Fresh as the day it was written, with all the original 1927 gags and business lovingly preserved, this was actually the version that transferred to the Fortune Theatre from the King’s Head in 1983. It included the new title song especially written by octogenarian Vivian Ellis, here sung with wistful charm by Janet Simpson as the rich little poor girl Jill and an all-star BROS chorus, a medley that has stayed with me all the week.
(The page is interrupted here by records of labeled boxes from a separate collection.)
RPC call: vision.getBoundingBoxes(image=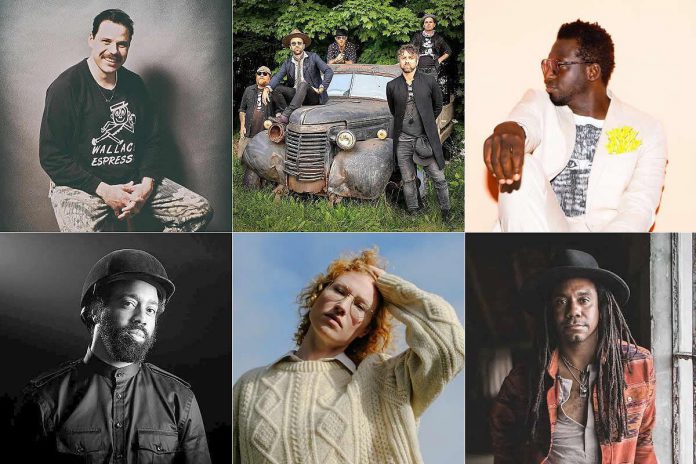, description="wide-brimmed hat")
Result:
[520,250,631,311]
[283,29,312,47]
[421,13,437,25]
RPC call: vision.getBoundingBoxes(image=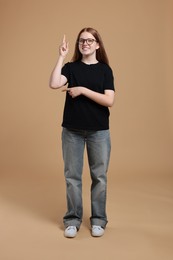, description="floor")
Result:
[0,169,173,260]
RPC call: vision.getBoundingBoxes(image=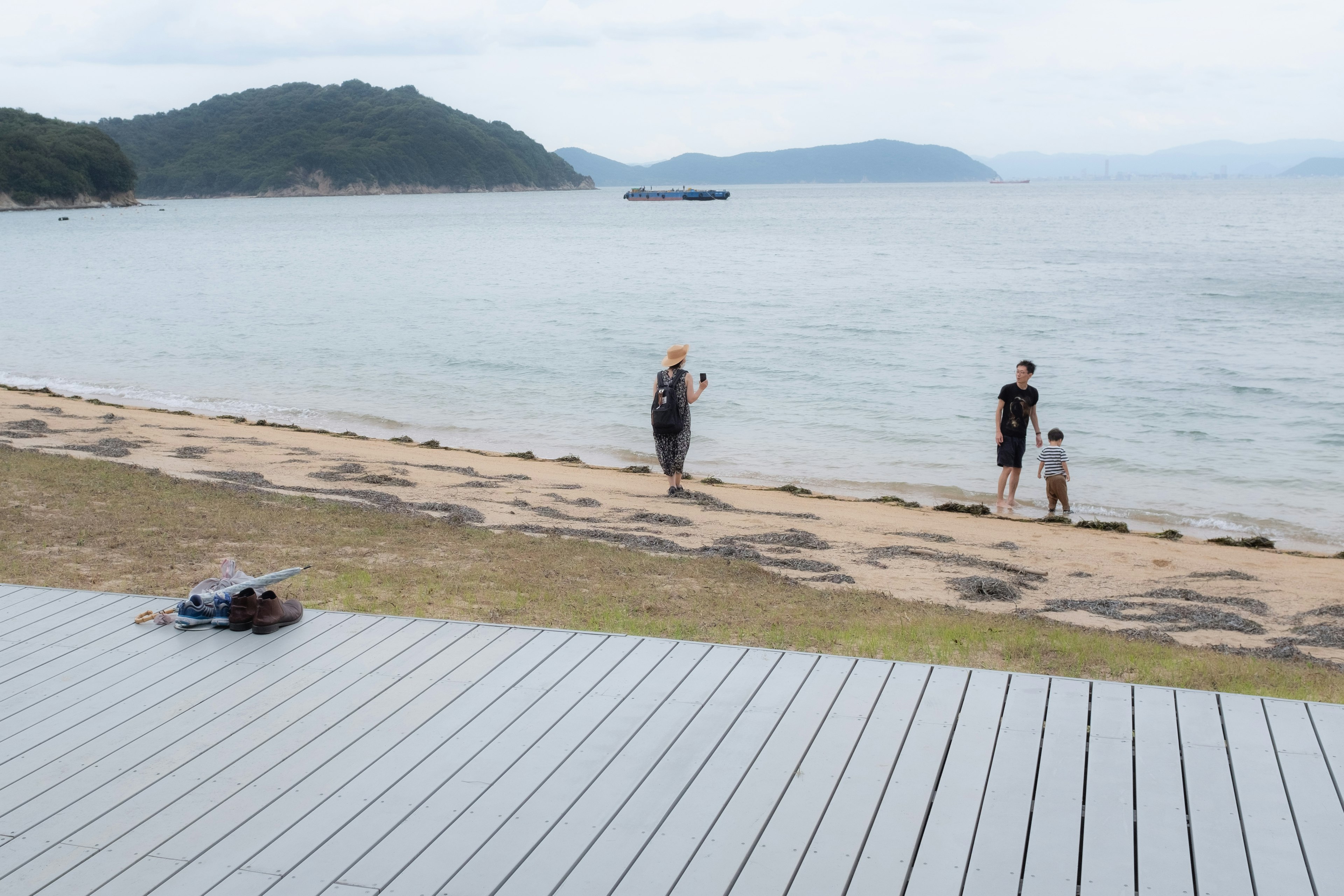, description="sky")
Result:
[0,0,1344,162]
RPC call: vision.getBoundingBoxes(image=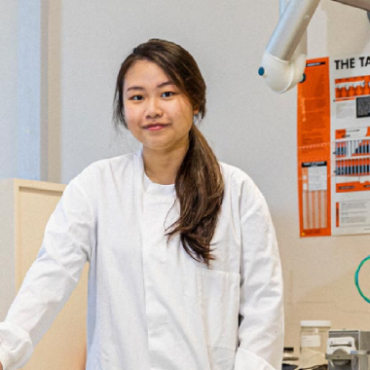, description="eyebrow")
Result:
[126,81,174,92]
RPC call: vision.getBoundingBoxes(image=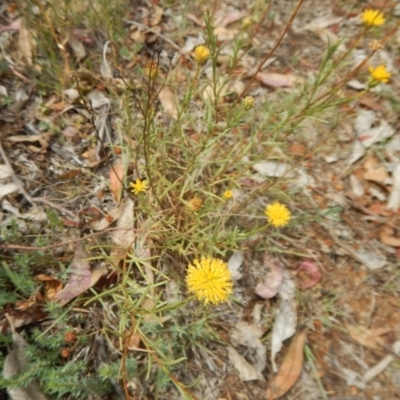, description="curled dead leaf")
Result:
[158,86,178,119]
[255,253,283,299]
[266,330,307,400]
[297,261,322,289]
[109,159,125,203]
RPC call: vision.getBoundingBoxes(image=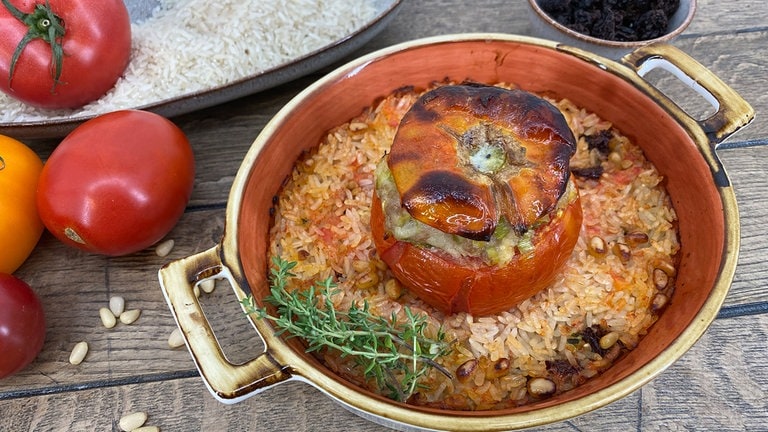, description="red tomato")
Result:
[371,181,582,316]
[0,273,45,379]
[0,0,131,108]
[37,110,195,256]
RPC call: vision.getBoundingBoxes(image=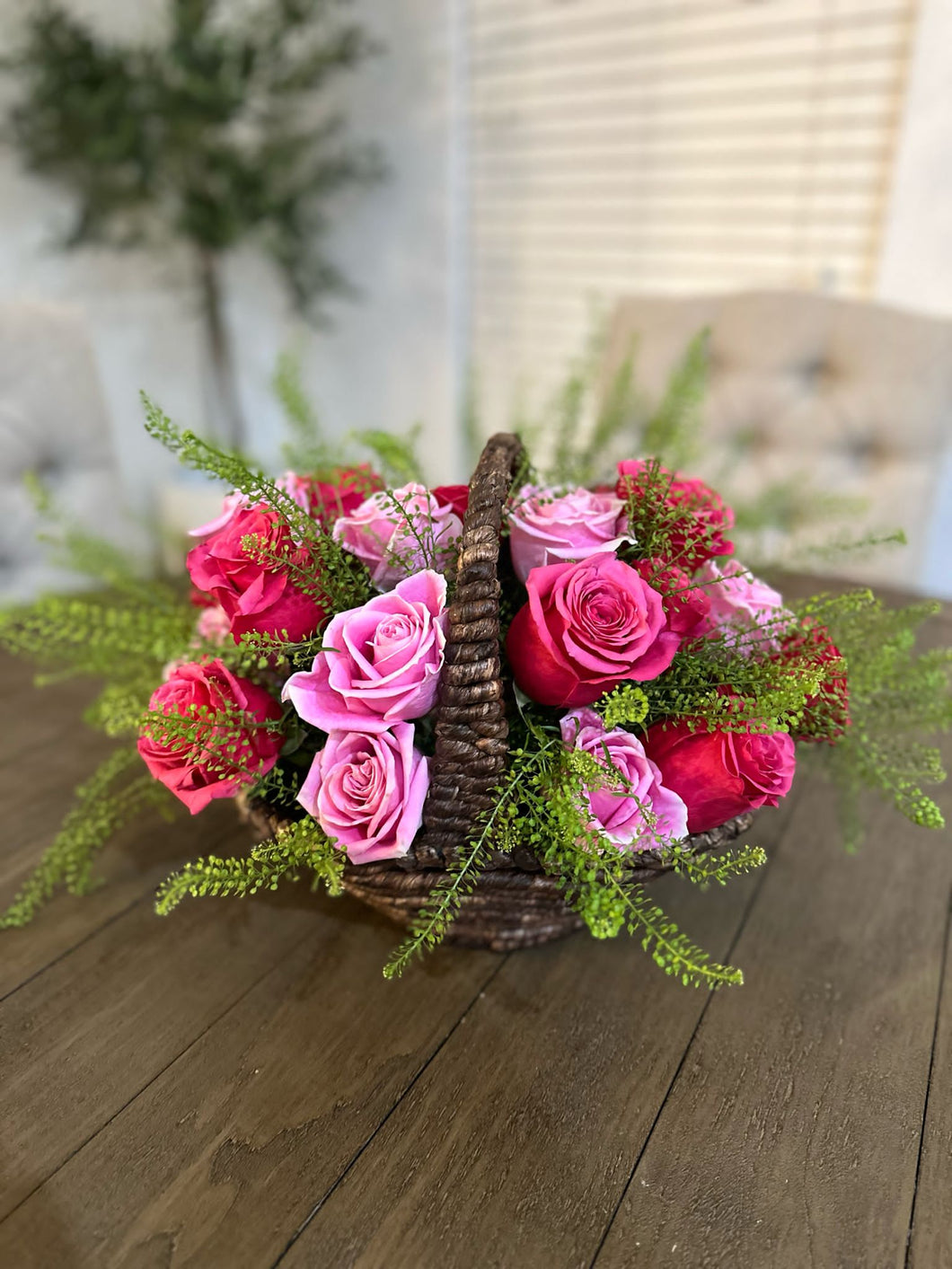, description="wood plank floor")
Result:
[0,596,952,1269]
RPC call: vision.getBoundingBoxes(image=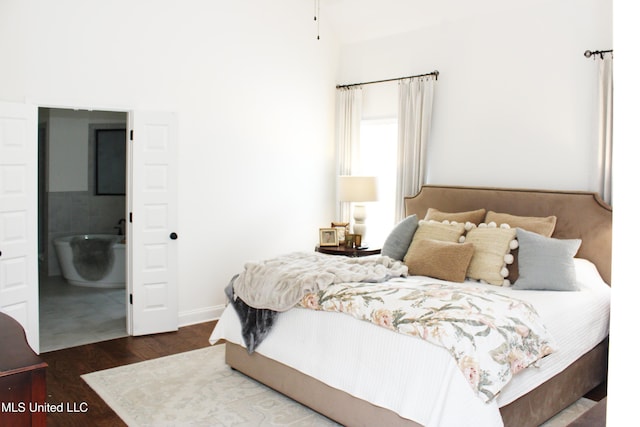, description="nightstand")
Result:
[0,313,47,426]
[316,245,380,257]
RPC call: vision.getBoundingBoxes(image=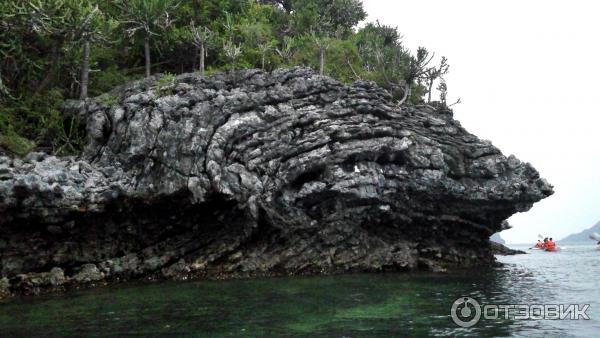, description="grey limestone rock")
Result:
[0,68,552,296]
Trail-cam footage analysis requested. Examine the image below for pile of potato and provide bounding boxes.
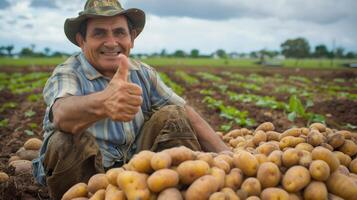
[8,138,42,175]
[62,122,357,200]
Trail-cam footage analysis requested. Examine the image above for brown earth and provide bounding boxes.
[0,67,357,200]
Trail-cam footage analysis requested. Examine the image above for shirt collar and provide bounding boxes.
[79,52,140,80]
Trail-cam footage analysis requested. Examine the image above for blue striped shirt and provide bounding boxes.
[43,53,185,167]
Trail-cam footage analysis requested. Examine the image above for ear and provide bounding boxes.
[76,33,84,49]
[130,29,138,48]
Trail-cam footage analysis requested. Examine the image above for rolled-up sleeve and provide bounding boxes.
[150,69,186,110]
[43,67,82,121]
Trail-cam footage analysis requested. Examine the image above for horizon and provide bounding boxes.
[0,0,357,54]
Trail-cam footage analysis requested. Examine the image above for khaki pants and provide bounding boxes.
[43,105,201,199]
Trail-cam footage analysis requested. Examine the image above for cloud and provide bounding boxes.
[125,0,357,23]
[0,0,10,10]
[30,0,58,8]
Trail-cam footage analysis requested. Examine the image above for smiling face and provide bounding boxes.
[76,15,135,77]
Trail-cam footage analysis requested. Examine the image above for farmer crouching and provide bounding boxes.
[33,0,229,199]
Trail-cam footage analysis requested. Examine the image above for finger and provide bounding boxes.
[124,105,140,115]
[126,83,143,96]
[113,54,129,82]
[127,95,143,106]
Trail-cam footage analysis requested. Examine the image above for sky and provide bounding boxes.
[0,0,357,54]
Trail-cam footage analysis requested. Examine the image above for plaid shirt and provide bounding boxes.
[43,53,185,167]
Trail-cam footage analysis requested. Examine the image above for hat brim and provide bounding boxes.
[64,8,145,46]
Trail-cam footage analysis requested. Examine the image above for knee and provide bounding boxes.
[155,105,186,118]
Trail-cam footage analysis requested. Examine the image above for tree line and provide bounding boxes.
[0,37,357,59]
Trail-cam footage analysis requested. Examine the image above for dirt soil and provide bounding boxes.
[0,67,357,200]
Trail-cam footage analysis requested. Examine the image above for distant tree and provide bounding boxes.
[190,49,200,58]
[0,46,6,56]
[5,45,14,56]
[280,38,310,59]
[43,47,51,56]
[160,49,167,57]
[20,47,34,56]
[335,47,345,58]
[313,44,329,58]
[345,51,357,58]
[173,50,186,58]
[216,49,228,58]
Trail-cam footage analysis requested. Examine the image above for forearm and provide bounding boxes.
[185,105,230,152]
[52,92,105,134]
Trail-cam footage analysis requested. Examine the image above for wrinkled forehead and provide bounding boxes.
[87,15,128,29]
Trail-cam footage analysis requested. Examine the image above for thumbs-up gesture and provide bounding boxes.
[103,54,143,122]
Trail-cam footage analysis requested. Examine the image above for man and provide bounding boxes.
[33,0,229,199]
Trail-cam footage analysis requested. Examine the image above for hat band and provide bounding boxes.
[79,6,124,16]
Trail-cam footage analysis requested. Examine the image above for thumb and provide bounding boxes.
[113,54,129,81]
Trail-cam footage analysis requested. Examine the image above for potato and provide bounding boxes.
[298,150,312,168]
[61,183,88,200]
[339,140,357,157]
[89,189,105,200]
[197,152,213,167]
[177,160,210,185]
[279,136,305,149]
[9,160,32,175]
[309,122,326,133]
[213,157,231,173]
[185,175,218,200]
[0,172,10,184]
[147,169,178,192]
[210,167,222,189]
[88,173,109,194]
[150,151,172,171]
[327,133,345,149]
[256,142,279,156]
[236,188,248,199]
[309,160,330,181]
[16,148,38,161]
[328,193,344,200]
[281,148,300,167]
[332,151,352,167]
[24,138,42,150]
[253,130,267,146]
[157,188,183,200]
[304,181,328,200]
[129,150,155,173]
[163,146,194,166]
[260,187,289,200]
[268,150,283,167]
[246,196,260,200]
[241,177,262,197]
[224,168,244,190]
[105,167,124,186]
[311,147,340,172]
[233,151,259,176]
[326,171,357,200]
[117,171,150,199]
[295,142,314,152]
[306,130,324,147]
[348,158,357,174]
[105,184,126,200]
[254,153,269,165]
[257,162,281,189]
[279,128,301,140]
[209,192,227,200]
[221,187,239,200]
[266,131,280,141]
[255,122,275,132]
[282,166,311,192]
[336,130,352,139]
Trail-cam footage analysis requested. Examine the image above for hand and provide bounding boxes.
[103,54,143,122]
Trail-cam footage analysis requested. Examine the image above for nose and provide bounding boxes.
[104,34,118,48]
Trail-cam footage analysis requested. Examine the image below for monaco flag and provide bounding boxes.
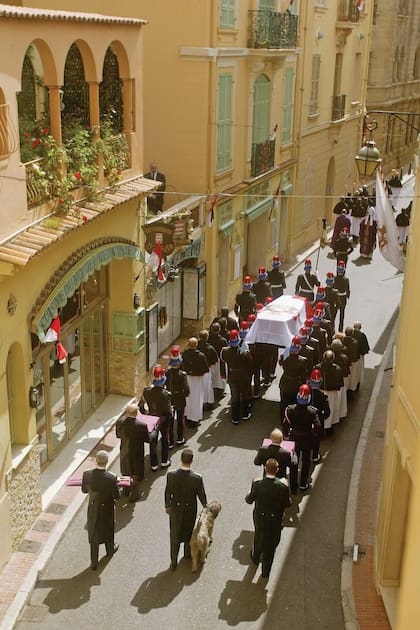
[376,172,405,271]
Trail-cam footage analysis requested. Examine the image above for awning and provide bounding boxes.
[32,243,144,340]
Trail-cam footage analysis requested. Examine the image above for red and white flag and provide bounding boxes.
[42,315,61,343]
[207,198,219,227]
[153,241,166,283]
[376,172,405,271]
[55,341,69,365]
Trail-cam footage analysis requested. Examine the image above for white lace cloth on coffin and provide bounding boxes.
[246,295,306,346]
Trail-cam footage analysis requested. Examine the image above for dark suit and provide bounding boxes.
[165,468,207,568]
[145,171,166,214]
[254,444,292,479]
[115,416,150,499]
[245,477,290,577]
[82,468,120,567]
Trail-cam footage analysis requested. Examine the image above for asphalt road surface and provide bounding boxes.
[15,244,402,630]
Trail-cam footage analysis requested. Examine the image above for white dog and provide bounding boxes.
[190,501,222,573]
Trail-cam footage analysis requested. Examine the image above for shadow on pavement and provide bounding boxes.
[232,529,254,565]
[219,565,268,627]
[131,560,200,613]
[36,558,102,613]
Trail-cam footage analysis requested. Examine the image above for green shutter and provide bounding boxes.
[281,68,295,144]
[258,0,276,11]
[219,0,235,28]
[252,75,271,144]
[216,73,233,173]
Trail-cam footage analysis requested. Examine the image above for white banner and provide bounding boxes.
[376,172,405,271]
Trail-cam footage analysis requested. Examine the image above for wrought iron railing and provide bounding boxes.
[337,0,360,23]
[251,140,276,177]
[331,94,346,120]
[248,11,298,48]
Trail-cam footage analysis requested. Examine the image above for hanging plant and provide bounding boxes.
[98,119,128,187]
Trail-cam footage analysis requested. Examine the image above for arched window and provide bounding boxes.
[62,44,89,125]
[99,47,123,133]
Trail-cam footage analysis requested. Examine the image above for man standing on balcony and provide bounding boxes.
[145,162,166,214]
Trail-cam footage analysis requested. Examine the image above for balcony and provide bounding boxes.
[331,94,346,120]
[248,11,298,49]
[337,0,360,24]
[251,140,276,177]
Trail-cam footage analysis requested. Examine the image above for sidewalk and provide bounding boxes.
[0,238,393,630]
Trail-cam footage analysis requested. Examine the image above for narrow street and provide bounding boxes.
[15,243,403,630]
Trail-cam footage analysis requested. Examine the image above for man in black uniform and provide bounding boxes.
[353,321,370,389]
[115,403,150,502]
[285,385,321,493]
[309,369,330,464]
[325,271,338,328]
[252,267,273,304]
[82,451,120,571]
[279,336,308,424]
[166,346,190,448]
[165,448,207,571]
[220,330,252,424]
[315,350,344,435]
[234,276,257,322]
[254,429,292,479]
[295,258,321,302]
[139,365,172,471]
[334,228,353,265]
[268,256,286,299]
[334,260,350,332]
[245,459,290,578]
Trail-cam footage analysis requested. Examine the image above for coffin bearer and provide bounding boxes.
[82,451,120,571]
[252,267,272,304]
[268,256,286,299]
[295,258,321,302]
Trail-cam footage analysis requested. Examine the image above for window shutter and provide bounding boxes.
[216,73,233,173]
[281,68,295,144]
[219,0,235,28]
[252,76,271,144]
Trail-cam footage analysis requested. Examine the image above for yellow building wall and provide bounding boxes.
[376,148,420,630]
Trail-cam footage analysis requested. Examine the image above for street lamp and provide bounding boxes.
[354,115,382,177]
[355,109,420,177]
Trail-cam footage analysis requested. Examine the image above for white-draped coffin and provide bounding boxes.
[246,295,312,346]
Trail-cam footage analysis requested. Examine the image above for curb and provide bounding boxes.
[0,423,126,630]
[341,313,398,630]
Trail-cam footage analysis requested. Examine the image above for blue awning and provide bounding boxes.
[32,243,144,341]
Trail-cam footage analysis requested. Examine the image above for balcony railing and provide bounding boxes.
[331,94,346,120]
[248,11,298,48]
[337,0,360,23]
[251,140,276,177]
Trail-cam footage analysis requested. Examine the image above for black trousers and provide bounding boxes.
[90,535,114,567]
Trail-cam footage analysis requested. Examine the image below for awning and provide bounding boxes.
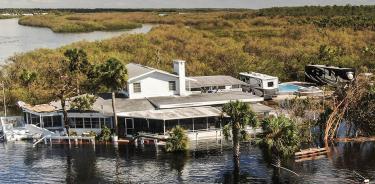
[118,106,222,120]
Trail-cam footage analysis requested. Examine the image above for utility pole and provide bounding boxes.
[1,81,7,117]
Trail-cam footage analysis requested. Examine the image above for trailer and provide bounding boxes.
[240,72,279,100]
[305,65,355,86]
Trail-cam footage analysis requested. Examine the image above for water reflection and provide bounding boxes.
[0,142,375,183]
[0,19,152,64]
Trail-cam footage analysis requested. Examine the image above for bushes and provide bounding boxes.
[96,126,112,142]
[165,126,189,152]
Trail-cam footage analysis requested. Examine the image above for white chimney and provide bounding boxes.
[173,60,187,96]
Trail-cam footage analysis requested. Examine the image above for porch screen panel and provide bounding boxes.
[68,118,76,128]
[43,116,52,127]
[84,118,91,128]
[180,118,193,130]
[31,114,40,125]
[208,117,220,129]
[165,120,178,132]
[134,118,149,133]
[194,118,207,130]
[91,118,100,128]
[75,118,83,128]
[52,116,62,127]
[149,120,164,134]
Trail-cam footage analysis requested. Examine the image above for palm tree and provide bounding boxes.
[223,101,258,170]
[64,48,91,94]
[165,126,189,152]
[260,116,301,167]
[97,58,128,135]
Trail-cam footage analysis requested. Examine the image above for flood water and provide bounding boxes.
[0,142,375,184]
[0,19,152,64]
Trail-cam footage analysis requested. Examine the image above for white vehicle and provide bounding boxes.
[240,72,279,99]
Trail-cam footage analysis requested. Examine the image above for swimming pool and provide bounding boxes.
[279,83,302,94]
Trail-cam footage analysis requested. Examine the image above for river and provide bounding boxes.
[0,142,375,184]
[0,19,152,64]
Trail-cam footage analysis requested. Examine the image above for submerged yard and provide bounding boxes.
[0,142,375,183]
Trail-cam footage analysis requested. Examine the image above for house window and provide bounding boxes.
[169,81,176,91]
[133,83,141,93]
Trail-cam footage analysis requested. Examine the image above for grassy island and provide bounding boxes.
[0,15,18,19]
[1,6,375,108]
[18,13,142,33]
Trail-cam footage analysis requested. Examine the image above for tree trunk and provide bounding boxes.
[112,92,118,136]
[232,122,240,170]
[60,94,69,135]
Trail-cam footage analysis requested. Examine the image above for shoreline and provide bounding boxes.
[18,14,143,33]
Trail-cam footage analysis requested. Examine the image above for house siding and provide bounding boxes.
[128,72,179,99]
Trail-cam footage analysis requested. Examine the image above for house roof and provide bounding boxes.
[118,107,223,120]
[17,101,58,113]
[118,103,274,120]
[17,93,155,116]
[148,91,264,109]
[190,75,246,88]
[240,72,278,80]
[126,63,197,81]
[126,63,155,79]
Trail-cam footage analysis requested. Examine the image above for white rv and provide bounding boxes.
[240,72,279,99]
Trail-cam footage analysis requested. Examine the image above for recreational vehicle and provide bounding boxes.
[240,72,279,99]
[305,65,355,86]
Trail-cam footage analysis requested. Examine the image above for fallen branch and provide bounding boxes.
[271,164,299,176]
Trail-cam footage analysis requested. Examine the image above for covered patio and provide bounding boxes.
[118,106,229,137]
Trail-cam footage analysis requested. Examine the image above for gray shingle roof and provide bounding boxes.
[126,63,155,79]
[49,93,155,116]
[148,91,264,109]
[187,75,246,88]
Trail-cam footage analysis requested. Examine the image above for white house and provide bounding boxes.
[126,60,192,99]
[18,60,272,138]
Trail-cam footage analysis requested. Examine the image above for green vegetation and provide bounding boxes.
[19,13,141,32]
[70,95,96,111]
[0,8,375,112]
[260,116,301,167]
[223,101,258,169]
[165,126,189,152]
[0,15,18,19]
[92,58,128,135]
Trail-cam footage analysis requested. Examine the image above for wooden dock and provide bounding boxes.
[33,135,95,147]
[294,148,328,162]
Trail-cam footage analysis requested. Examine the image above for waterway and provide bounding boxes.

Indeed John Hebden’s enchanting production, a winner in every department, will go on singing and dancing in the memories of all those who saw it long after the applause has faded. With a simple three-part revolving set, it was perfectly matched to the tiny stage, except for an overcrowded ballroom scene with a large cast dressed regardless of cost for the 18 th Century Drag.
Not quite a dancer, but a deft mover with a lightsome comedy style, newcomer James Meehan spread a lot of happiness with one of the best and certainly most tuneful performances I’ve seen in the title role, for once making even the Amazon catalogue song not only endurable but, with splendid hand and footwork, worthy of its encore.
There were many scene stealers in this strongly cast production: none more enchanting than Maggie Rose playing Phyllis as a Joyce Grenfell lookalike, and Gavin Morgan in his best ever performance as her semaphoring boyfriend Guy; the two joining Sheila Fitzgeralds Minerva and Andrew Macbeans Lumley in a gladsome Honeymoon for Four.
Just space for a special word for Merian Ganjou as the fiery Donna Lucia; and the ever amusing Bob Salter as Sir George, who has only to step on the stage to raise an anticipatory chuckle of delight.